I’m not a fan of New Year’s Resolutions.  I don’t believe in flipping the page on a calendar and suddenly getting the ‘okay’ to change a whole bunch of crap about myself and my life.  I mean, can you think of anything more intimidating than a laundry list of all the things you want to do different, better, for the first time (or the last time)?  Yikes!  Talk about a pressure cooker.

I can think of no better way to set myself up to fail than to stare at a list of insurmountable things to do.  Nope.  Not for me.  I mean any day that ends in a “y” is a good enough day to effect change, right?

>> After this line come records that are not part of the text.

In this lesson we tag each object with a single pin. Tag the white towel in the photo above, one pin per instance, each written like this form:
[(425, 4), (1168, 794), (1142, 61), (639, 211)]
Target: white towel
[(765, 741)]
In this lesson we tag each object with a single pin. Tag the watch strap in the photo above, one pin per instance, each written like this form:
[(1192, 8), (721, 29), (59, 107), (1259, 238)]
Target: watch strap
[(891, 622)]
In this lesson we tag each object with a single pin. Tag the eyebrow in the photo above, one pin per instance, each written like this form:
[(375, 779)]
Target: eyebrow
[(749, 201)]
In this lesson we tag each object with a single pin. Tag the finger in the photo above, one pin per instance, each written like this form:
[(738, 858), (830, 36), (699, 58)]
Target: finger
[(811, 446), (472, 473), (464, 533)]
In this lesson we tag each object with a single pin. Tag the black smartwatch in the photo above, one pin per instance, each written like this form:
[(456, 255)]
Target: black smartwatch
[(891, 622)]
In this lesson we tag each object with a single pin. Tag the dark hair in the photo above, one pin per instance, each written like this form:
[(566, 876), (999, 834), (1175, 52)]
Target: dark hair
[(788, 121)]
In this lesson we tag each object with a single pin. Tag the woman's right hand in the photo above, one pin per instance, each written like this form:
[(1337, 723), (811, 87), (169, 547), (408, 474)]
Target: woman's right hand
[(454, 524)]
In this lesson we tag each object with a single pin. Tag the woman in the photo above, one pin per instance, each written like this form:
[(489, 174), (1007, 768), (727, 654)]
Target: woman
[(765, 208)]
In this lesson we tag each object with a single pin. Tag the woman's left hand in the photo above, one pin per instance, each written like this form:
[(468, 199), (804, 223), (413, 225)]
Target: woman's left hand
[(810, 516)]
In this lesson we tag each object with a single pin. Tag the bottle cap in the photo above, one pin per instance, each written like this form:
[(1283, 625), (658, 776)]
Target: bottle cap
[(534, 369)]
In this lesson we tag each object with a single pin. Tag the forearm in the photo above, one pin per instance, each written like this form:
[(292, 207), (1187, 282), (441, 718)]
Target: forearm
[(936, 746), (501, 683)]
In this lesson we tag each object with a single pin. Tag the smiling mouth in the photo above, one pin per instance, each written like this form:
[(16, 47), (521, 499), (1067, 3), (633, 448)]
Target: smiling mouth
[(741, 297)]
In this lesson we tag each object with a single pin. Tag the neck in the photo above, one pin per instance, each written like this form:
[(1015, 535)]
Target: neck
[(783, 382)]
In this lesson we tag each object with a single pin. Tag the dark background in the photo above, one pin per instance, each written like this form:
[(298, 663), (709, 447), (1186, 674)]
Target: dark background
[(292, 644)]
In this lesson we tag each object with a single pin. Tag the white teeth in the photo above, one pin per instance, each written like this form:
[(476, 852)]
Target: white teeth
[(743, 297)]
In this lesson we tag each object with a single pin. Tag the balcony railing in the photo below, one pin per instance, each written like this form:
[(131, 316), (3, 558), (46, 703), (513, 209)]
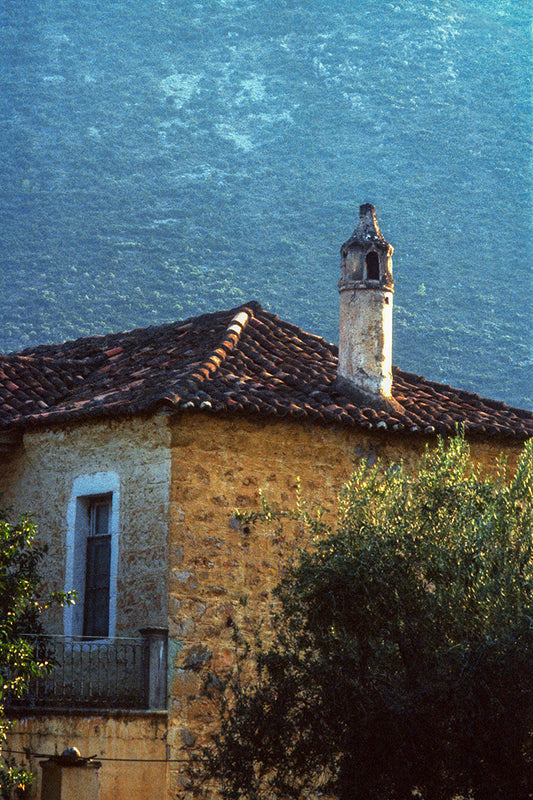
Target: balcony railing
[(119, 673)]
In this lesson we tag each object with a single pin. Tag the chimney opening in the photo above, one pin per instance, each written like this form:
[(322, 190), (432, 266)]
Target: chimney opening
[(372, 266)]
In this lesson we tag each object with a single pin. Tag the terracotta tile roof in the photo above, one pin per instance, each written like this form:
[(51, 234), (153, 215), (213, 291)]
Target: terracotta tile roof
[(245, 360)]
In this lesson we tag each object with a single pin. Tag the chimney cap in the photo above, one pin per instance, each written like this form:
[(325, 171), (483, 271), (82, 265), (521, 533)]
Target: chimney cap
[(367, 232)]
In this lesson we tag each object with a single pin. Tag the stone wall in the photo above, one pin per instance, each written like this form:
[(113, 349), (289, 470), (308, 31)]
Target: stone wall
[(183, 559), (221, 574), (132, 747), (39, 479)]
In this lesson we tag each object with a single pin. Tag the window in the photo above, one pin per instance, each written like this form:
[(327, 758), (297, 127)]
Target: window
[(92, 555), (97, 568)]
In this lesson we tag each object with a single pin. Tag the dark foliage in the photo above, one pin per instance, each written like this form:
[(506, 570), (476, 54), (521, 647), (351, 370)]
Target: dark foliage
[(21, 606), (402, 660)]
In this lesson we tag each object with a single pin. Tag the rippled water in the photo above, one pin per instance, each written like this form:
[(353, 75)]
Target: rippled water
[(165, 158)]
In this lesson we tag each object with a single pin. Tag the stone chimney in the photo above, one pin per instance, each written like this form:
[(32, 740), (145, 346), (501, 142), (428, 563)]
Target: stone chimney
[(365, 330)]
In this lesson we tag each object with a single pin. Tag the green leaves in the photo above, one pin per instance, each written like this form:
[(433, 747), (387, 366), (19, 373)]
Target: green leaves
[(21, 604), (403, 653)]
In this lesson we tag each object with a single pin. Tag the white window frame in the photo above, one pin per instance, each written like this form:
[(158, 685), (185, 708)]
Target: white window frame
[(84, 488)]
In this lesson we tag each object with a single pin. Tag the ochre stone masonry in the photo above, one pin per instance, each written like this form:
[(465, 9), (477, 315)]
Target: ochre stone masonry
[(184, 562), (135, 745), (221, 575), (39, 477)]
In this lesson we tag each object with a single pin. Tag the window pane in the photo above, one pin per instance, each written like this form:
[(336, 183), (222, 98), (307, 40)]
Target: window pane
[(96, 607), (99, 515)]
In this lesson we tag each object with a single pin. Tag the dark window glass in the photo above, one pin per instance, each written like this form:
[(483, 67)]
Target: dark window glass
[(97, 571)]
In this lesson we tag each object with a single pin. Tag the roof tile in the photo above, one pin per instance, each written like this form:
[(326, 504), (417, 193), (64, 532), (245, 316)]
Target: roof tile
[(243, 360)]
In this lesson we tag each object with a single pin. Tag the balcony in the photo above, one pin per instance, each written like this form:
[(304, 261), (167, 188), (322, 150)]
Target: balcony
[(87, 673)]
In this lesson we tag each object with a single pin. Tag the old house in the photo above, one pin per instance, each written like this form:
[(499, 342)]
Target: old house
[(132, 450)]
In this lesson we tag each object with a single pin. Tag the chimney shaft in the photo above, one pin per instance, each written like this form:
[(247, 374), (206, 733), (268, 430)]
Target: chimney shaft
[(365, 329)]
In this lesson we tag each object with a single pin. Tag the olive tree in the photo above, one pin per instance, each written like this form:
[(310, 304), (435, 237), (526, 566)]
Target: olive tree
[(401, 663), (21, 606)]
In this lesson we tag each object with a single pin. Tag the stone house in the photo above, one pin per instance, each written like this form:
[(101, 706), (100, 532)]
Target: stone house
[(132, 452)]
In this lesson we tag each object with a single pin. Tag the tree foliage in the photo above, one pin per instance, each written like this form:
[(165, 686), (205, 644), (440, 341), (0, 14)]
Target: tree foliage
[(402, 660), (21, 606)]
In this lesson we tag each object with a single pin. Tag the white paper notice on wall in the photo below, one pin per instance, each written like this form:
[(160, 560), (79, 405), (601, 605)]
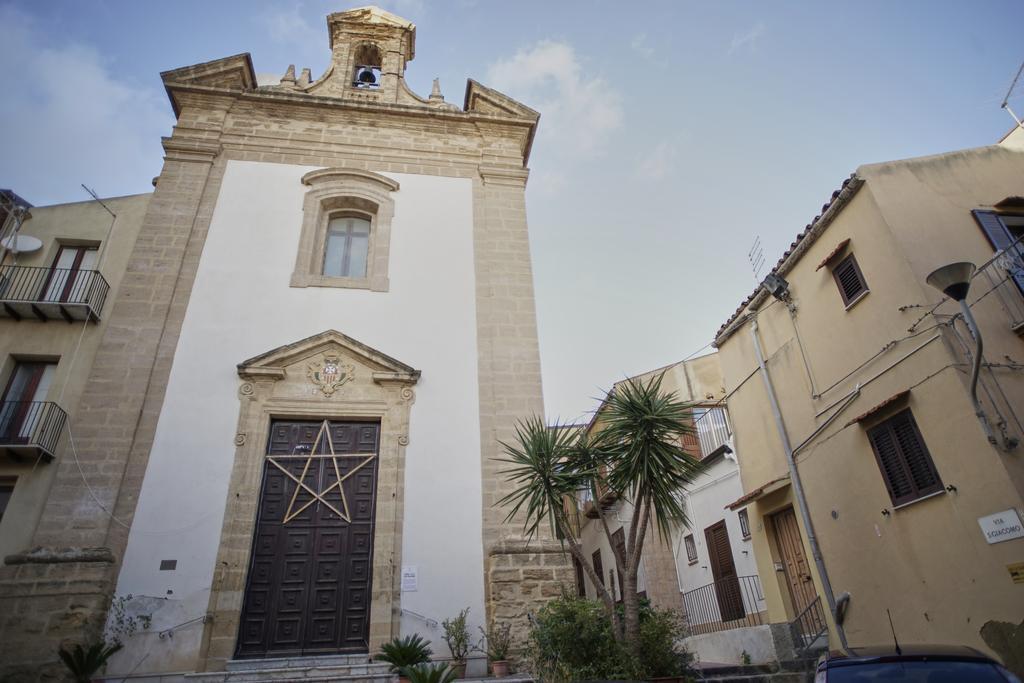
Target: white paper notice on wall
[(1001, 526), (410, 579)]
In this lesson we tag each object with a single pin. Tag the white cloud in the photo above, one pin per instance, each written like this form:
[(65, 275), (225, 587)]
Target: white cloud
[(70, 120), (748, 38), (660, 162), (578, 113)]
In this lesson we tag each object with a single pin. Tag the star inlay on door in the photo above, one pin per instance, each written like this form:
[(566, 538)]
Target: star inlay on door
[(327, 494)]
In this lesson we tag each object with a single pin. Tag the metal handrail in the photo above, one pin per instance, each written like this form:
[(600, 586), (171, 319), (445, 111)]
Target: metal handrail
[(809, 626), (42, 285), (1005, 274), (32, 423), (733, 602)]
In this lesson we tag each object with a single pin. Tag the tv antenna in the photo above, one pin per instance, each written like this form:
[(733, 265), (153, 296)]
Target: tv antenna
[(1010, 93), (757, 258)]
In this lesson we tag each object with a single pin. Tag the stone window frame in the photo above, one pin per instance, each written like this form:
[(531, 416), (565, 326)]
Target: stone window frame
[(335, 191)]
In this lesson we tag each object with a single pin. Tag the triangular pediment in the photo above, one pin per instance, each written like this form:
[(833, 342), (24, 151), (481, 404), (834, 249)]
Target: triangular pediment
[(275, 360), (487, 100), (233, 73)]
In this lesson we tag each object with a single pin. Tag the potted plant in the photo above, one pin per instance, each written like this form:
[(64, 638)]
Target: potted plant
[(499, 642), (457, 638), (84, 663), (403, 652), (425, 673)]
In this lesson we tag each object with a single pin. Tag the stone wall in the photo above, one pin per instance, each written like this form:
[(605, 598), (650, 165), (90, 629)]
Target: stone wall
[(520, 578)]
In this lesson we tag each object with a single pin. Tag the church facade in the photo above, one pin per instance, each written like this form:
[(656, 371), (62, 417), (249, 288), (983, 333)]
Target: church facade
[(331, 330)]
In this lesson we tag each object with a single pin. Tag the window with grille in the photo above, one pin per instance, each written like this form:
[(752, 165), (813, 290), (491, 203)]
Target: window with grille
[(744, 523), (906, 466), (6, 491), (850, 281), (691, 549)]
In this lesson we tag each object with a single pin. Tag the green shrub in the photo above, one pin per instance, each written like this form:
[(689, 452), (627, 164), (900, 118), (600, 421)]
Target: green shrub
[(406, 651), (84, 663), (571, 639), (457, 635), (425, 673)]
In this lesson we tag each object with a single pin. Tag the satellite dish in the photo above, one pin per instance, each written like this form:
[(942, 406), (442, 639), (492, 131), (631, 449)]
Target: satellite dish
[(22, 244)]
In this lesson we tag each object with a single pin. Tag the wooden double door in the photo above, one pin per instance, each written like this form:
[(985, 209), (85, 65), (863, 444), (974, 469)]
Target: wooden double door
[(309, 579), (723, 568)]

So if you ask me (which I know you didn’t but I’m going to tell you anyway), we should be resolving and evolving every day. It doesn’t have to all be epic stuff.  It’s whatever you want it to be.  So whether it’s to hit the gym or take out the trash.  To get up five minutes earlier or to not wait until the last minute to make the hair appointment.  To buy less.  To buy more.  Smile at strangers.  Stand up for yourself.  Be happy.  Be less snarky. 

Whatever it is, it’s your own personal stuff.  And you can start over, start new, start fresh on any day you want.  It’s up to you and it’s your personal business.  Same as mine.  Which I’ll keep to me, myself and I.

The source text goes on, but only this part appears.